Ma a dirla tutta le notizie buone sono più d’una, perché chi sarà impossibilitato ad assistere allo spettacolo nella notte di venerdì potrà rifarsi in più nottate, prima che la luna diventi troppo luminosa.

stelle cadenti

Lo spettacolo che si prospetta per quest’anno è, se possibile, ancora più spettacolare del solito: l’esperto della Nasa Bill Cooke spiega infatti che è atteso un numero di stelle cadenti che va dalle 150 alle 200 l’ora, più del doppio rispetto al passato.

Però… nonostante l’abbondanza di stelle che sfrecceranno nei nostri cieli non basterà alzare distrattamente lo sguardo dal terrazzo prima di andare a dormire: ci vorranno infatti pazienza e attenzione per ammirare la pioggia magica, ma soprattutto sarà essenziale allontanarsi da qualsiasi fonte luminosa, in particolare le città, ma anche svincoli autostradali e discoteche.
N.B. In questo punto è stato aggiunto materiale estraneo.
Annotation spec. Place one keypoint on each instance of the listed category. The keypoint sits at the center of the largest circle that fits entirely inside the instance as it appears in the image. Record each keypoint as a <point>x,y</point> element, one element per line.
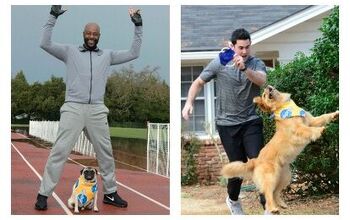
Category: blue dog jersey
<point>288,110</point>
<point>85,191</point>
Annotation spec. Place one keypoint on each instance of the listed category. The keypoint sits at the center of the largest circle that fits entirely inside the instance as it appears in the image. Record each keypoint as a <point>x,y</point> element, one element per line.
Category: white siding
<point>299,38</point>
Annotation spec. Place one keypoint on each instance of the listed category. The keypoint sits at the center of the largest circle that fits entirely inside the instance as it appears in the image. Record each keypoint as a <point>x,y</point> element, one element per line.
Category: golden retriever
<point>295,128</point>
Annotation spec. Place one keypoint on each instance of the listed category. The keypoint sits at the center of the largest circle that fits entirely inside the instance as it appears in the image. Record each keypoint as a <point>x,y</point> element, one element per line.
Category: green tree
<point>137,96</point>
<point>314,84</point>
<point>20,96</point>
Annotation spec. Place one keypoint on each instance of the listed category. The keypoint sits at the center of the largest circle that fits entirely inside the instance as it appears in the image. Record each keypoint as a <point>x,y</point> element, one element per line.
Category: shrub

Sconsigliati inoltre binocoli e cannocchiali che, permettendo di vedere solo una ridotta porzione di cielo, abbassano notevolmente le possibilità di cogliere una meteora.
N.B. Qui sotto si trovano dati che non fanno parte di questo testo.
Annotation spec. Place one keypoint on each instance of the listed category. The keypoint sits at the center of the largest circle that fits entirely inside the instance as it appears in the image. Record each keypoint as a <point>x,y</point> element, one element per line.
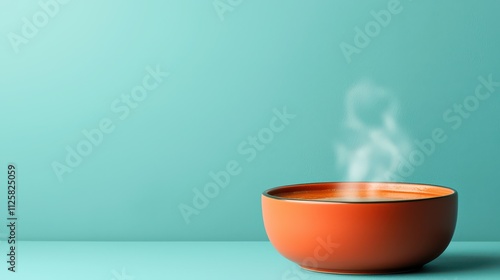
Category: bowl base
<point>340,271</point>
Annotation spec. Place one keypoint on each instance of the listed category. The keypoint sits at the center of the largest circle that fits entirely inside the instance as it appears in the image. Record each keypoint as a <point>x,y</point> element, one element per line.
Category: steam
<point>374,143</point>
Da evitare assolutamente anche lo smartphone, poiché gli occhi, focalizzandosi sullo schermo luminoso, faranno fatica a riabituarsi al buio una volta spento il cellulare.
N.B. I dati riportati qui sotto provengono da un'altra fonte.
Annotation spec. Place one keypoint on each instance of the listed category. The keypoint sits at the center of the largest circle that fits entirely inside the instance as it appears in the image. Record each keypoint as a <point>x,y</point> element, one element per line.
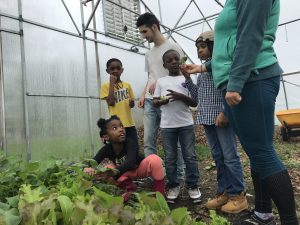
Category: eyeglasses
<point>202,45</point>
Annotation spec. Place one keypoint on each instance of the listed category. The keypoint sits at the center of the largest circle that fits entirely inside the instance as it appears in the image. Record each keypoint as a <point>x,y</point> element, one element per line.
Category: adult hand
<point>233,98</point>
<point>105,176</point>
<point>152,88</point>
<point>191,68</point>
<point>113,79</point>
<point>221,120</point>
<point>89,171</point>
<point>141,102</point>
<point>131,103</point>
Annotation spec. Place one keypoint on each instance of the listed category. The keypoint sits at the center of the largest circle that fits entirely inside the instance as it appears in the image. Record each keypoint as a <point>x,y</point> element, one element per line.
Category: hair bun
<point>101,123</point>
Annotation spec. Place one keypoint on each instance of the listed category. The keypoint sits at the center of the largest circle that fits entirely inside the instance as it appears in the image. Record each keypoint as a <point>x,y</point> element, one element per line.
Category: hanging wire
<point>286,37</point>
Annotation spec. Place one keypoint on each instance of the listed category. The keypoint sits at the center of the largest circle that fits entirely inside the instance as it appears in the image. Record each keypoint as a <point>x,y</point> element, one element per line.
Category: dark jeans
<point>186,138</point>
<point>253,122</point>
<point>223,146</point>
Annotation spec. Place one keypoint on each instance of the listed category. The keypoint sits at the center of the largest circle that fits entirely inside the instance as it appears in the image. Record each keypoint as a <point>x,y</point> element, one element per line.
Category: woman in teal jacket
<point>244,65</point>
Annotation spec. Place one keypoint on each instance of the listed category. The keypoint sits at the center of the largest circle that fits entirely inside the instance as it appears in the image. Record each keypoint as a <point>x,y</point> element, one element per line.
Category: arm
<point>130,162</point>
<point>101,154</point>
<point>131,97</point>
<point>193,88</point>
<point>252,17</point>
<point>179,96</point>
<point>158,101</point>
<point>142,98</point>
<point>110,99</point>
<point>193,68</point>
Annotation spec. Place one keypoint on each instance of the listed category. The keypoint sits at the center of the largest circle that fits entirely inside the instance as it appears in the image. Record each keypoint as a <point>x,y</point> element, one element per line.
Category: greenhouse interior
<point>53,56</point>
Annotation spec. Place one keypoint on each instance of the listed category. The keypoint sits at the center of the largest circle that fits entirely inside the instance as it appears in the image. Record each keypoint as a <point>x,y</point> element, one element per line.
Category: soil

Ora che si è comrpeso come comportarsi per godere al meglio di questo show by night, vediamo quali sono i luoghi migliori per osservare le “lacrime di S.Lorenzo”.

In cima alla lista si trovano ovviamente i centri specializzati, come il parco astronomico “La Torre del Sole”, a Brembate Sopra, che nel campo sportivo adiacente all’osservatorio fornirà guide e spiegazioni sulla formazione del fenomeno e su come osservarlo al meglio in una serie di cinque serate programmate tra il 9 e il 13 Agosto.

In generale però, qualsiasi luogo buio e isolato, per esempio le nostre montagne, può fornire un ottimo punto di osservazione, a patto di riuscire ad aspettare svegli e attenti le prime ore del mattino, quando si avrà la massima intensità della pioggia di stelle.